Mr. Robison - Mr. Robison is a strong influential man in the church parish. He is big, handsome, and white haired, with a florid face.

Mrs. Robison - Robison's wife, a hypocritical woman, condemns Dowling and his actions. She is disapproving of the girls and believes that they don't deserve the church's help.

The Bishop - The Bishop is the leader in the church. He has a large, dark face, swift moving eyes, and a double chin. The Bishop parallels with the leader Pontius Pilate in that they both condemn the innocent.

Father Anglin - Anglin is another priest in Dowling's church. He parallels with the Pharisees and the Sadducees. He has a lack of faith and tries to cover it up by appearing good and holy by standing in Dowling's way of doing good.

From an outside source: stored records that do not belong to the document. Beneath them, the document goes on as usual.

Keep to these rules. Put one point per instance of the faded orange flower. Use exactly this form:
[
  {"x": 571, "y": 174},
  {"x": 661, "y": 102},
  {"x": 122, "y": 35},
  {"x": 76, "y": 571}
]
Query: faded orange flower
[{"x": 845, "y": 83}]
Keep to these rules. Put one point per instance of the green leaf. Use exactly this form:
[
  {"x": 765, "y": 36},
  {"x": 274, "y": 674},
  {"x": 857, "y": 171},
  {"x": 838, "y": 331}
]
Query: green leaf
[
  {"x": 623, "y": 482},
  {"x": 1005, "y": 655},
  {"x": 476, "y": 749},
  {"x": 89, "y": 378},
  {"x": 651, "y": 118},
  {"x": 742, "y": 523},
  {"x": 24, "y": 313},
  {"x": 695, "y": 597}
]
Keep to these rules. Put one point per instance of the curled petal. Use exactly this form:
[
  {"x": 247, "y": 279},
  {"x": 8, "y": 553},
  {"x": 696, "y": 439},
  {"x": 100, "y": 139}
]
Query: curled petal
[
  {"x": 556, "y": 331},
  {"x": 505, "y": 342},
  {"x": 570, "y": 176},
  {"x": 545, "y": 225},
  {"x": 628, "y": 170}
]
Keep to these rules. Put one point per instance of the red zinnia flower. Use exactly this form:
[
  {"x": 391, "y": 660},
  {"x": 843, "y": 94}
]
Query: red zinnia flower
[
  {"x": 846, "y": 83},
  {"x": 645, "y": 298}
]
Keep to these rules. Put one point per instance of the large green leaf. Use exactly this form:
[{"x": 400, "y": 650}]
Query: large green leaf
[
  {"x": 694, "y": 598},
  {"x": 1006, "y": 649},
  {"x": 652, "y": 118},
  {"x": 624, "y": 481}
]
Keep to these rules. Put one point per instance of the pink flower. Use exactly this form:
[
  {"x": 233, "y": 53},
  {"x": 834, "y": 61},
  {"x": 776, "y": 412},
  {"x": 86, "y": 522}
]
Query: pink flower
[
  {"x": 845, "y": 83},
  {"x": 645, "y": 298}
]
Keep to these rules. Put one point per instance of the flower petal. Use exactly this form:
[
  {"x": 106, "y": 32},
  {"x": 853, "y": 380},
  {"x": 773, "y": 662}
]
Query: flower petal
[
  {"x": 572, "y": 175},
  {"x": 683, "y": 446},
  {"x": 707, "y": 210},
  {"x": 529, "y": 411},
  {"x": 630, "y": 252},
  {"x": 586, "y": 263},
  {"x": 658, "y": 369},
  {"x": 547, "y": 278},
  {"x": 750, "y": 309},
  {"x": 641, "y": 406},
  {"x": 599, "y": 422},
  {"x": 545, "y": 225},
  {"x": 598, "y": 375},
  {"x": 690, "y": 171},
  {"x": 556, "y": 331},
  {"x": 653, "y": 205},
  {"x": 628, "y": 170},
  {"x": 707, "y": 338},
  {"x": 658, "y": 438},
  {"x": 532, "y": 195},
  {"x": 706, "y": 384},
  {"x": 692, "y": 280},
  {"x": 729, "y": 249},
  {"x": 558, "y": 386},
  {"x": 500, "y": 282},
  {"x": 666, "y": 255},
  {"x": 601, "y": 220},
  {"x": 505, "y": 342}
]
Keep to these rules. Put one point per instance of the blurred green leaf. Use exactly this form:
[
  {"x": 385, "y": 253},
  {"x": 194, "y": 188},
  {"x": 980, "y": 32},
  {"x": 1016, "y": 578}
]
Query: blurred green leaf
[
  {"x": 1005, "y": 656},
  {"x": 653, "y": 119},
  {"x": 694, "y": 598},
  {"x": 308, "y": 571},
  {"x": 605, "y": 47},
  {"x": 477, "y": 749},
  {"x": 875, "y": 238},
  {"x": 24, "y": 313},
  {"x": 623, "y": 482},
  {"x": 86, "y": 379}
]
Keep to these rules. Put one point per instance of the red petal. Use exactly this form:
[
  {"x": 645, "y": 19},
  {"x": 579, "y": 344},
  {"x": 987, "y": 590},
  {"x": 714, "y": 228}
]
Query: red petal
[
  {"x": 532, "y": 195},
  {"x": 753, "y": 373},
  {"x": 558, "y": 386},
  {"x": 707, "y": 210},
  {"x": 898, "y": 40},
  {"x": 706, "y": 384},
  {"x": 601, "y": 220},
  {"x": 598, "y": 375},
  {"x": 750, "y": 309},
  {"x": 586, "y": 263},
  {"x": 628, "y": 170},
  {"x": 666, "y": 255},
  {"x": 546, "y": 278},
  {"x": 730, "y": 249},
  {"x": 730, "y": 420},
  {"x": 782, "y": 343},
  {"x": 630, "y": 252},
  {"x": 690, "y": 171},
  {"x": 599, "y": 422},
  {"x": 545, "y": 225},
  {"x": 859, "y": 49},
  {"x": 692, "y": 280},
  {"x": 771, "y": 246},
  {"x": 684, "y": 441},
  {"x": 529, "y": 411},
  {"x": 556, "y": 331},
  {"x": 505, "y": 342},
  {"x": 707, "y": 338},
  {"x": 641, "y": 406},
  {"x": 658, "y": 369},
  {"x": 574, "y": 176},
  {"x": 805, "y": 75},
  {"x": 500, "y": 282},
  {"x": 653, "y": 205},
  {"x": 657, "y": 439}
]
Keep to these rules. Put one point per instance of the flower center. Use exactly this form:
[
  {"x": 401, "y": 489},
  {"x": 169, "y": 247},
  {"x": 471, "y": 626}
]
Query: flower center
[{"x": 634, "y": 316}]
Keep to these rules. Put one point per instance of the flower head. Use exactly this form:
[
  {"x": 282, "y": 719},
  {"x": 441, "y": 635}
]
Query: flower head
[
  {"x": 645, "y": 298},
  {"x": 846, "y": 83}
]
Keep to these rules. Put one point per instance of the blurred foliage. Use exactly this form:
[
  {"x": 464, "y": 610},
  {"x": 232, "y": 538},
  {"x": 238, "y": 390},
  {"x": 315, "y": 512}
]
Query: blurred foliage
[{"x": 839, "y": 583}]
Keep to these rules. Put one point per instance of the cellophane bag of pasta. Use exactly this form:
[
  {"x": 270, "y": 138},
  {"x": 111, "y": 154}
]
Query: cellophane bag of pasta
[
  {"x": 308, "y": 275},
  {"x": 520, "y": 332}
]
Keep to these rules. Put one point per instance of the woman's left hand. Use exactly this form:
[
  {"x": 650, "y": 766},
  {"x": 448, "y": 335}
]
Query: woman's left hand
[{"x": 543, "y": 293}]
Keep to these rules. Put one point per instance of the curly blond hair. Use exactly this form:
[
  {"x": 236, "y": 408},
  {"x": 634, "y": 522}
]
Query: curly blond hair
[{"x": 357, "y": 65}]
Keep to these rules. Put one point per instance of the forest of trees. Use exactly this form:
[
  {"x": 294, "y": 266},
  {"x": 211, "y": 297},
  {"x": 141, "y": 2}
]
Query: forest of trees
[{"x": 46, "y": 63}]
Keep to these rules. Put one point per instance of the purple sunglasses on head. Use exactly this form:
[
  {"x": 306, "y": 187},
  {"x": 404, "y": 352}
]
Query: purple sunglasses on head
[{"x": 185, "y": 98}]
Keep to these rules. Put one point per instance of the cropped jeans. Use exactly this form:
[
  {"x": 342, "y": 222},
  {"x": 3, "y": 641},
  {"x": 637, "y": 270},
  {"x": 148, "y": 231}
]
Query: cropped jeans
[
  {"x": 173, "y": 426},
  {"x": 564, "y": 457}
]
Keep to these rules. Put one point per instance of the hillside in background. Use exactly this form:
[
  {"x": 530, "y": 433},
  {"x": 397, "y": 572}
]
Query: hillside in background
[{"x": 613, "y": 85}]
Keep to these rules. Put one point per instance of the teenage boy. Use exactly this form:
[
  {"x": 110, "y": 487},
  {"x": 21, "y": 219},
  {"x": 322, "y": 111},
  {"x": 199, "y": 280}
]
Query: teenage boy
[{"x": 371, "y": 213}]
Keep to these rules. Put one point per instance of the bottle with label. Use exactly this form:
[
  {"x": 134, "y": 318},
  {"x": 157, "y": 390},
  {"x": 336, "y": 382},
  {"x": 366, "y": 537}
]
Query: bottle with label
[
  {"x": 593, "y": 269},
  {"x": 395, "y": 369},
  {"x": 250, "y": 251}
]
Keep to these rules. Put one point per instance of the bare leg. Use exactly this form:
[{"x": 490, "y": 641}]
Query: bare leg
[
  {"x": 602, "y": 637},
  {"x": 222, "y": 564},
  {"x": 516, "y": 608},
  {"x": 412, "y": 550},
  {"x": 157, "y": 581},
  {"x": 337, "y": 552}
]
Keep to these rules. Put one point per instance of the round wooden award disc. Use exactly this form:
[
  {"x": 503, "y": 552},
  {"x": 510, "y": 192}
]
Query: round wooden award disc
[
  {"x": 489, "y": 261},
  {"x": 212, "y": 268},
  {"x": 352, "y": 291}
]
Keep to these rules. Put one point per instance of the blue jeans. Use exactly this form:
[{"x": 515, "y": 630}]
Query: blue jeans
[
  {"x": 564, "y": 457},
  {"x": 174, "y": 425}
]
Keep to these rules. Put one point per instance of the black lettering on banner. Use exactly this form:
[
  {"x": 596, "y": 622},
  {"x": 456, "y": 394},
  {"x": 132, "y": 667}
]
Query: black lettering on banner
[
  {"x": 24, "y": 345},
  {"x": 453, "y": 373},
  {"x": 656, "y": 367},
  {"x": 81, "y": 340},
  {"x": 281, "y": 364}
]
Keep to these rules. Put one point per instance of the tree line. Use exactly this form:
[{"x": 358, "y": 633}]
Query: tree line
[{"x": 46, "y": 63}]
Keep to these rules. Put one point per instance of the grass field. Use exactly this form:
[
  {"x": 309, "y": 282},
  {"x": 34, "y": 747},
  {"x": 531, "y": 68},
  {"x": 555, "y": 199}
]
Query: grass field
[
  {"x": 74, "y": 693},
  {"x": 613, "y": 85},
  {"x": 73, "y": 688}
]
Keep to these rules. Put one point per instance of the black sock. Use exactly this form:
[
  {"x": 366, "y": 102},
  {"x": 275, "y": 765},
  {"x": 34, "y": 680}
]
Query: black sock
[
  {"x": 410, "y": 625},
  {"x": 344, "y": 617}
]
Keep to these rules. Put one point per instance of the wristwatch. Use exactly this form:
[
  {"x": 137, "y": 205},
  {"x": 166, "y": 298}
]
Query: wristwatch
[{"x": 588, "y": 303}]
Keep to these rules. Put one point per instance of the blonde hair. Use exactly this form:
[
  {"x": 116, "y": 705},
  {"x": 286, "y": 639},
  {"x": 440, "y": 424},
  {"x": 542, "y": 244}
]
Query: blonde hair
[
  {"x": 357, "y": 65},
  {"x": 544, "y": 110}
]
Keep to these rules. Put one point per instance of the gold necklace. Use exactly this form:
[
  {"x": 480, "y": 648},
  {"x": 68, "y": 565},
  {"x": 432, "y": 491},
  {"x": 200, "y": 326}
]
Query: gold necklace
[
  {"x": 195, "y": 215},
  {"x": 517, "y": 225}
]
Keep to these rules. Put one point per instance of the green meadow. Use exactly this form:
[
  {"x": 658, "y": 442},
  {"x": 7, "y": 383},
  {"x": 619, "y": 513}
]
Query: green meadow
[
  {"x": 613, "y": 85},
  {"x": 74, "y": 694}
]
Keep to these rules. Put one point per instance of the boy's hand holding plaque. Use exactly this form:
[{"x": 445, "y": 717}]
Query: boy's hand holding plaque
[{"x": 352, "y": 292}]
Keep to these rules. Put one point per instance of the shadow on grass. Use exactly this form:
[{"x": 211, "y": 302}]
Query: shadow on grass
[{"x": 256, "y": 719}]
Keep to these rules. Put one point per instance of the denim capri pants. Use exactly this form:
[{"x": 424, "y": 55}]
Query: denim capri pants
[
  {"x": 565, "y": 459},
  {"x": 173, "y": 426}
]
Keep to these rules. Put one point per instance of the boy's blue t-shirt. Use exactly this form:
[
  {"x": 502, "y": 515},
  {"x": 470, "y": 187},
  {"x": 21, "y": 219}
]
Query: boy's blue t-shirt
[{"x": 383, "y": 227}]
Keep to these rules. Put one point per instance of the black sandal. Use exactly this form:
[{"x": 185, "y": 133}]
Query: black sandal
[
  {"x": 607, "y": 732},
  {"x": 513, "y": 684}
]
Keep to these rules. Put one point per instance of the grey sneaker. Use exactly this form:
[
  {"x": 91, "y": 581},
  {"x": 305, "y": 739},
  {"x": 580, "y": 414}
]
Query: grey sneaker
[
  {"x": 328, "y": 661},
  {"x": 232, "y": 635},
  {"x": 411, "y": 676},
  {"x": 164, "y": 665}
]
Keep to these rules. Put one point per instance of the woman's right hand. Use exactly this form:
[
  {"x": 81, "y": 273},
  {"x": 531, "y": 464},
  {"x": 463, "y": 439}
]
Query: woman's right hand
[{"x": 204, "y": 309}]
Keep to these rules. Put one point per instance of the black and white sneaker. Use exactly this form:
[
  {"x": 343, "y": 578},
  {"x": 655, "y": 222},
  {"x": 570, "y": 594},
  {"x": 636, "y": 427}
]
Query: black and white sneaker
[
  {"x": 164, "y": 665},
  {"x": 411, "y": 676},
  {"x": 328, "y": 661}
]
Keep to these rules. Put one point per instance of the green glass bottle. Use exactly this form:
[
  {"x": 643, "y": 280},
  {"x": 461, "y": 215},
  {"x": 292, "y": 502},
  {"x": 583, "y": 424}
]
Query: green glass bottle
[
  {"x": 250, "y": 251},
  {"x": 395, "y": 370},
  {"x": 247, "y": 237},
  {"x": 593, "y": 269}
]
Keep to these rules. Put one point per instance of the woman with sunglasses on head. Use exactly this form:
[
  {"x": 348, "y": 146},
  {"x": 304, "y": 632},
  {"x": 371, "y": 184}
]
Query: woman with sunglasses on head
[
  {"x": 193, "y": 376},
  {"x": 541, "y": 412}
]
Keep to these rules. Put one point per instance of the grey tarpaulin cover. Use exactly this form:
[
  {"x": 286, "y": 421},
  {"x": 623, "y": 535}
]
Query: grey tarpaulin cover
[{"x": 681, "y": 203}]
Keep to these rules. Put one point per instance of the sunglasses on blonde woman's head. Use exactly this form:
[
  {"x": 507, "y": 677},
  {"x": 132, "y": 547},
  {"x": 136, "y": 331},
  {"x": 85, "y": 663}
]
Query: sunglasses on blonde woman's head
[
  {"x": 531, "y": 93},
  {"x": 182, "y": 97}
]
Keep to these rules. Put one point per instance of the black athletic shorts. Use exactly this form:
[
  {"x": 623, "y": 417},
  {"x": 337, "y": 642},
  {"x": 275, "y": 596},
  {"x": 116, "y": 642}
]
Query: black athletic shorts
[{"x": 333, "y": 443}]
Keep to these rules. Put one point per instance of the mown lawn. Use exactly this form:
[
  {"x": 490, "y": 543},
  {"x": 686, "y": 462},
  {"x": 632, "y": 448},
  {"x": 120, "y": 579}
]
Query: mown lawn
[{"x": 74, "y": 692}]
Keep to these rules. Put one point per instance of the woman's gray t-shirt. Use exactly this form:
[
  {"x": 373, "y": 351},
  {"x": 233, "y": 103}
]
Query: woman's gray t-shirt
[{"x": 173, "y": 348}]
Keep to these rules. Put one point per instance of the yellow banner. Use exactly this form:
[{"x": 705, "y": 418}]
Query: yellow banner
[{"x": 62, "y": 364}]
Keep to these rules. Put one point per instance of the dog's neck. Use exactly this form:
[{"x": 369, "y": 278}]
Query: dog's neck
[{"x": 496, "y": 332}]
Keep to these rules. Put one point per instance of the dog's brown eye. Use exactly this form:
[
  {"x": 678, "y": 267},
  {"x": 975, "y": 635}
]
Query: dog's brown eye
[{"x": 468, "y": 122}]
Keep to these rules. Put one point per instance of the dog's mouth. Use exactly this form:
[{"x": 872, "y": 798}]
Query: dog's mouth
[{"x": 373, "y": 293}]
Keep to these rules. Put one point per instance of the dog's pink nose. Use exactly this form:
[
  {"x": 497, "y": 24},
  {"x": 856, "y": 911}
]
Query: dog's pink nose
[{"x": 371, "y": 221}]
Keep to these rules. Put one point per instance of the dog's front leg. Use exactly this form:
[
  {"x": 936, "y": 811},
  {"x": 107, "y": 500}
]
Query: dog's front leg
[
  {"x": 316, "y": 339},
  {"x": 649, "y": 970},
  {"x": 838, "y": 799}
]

Charlie Stewart - Stewart is a young friend of Dowling's. He is a medical student and an atheist, but enjoys Dowling's company. They often discussed aspects of society and social issues. Charlie is the first-person Dowling approaches when asking for money to help Ronnie and Midge.

Lou - Lou is Midge and Ronnie's pimp. He dislikes Father Dowling because he thinks he is taking the girls away from him. He was kicked out of his home and his relationship with his family is very strained. He is closer to Ronnie than Midge.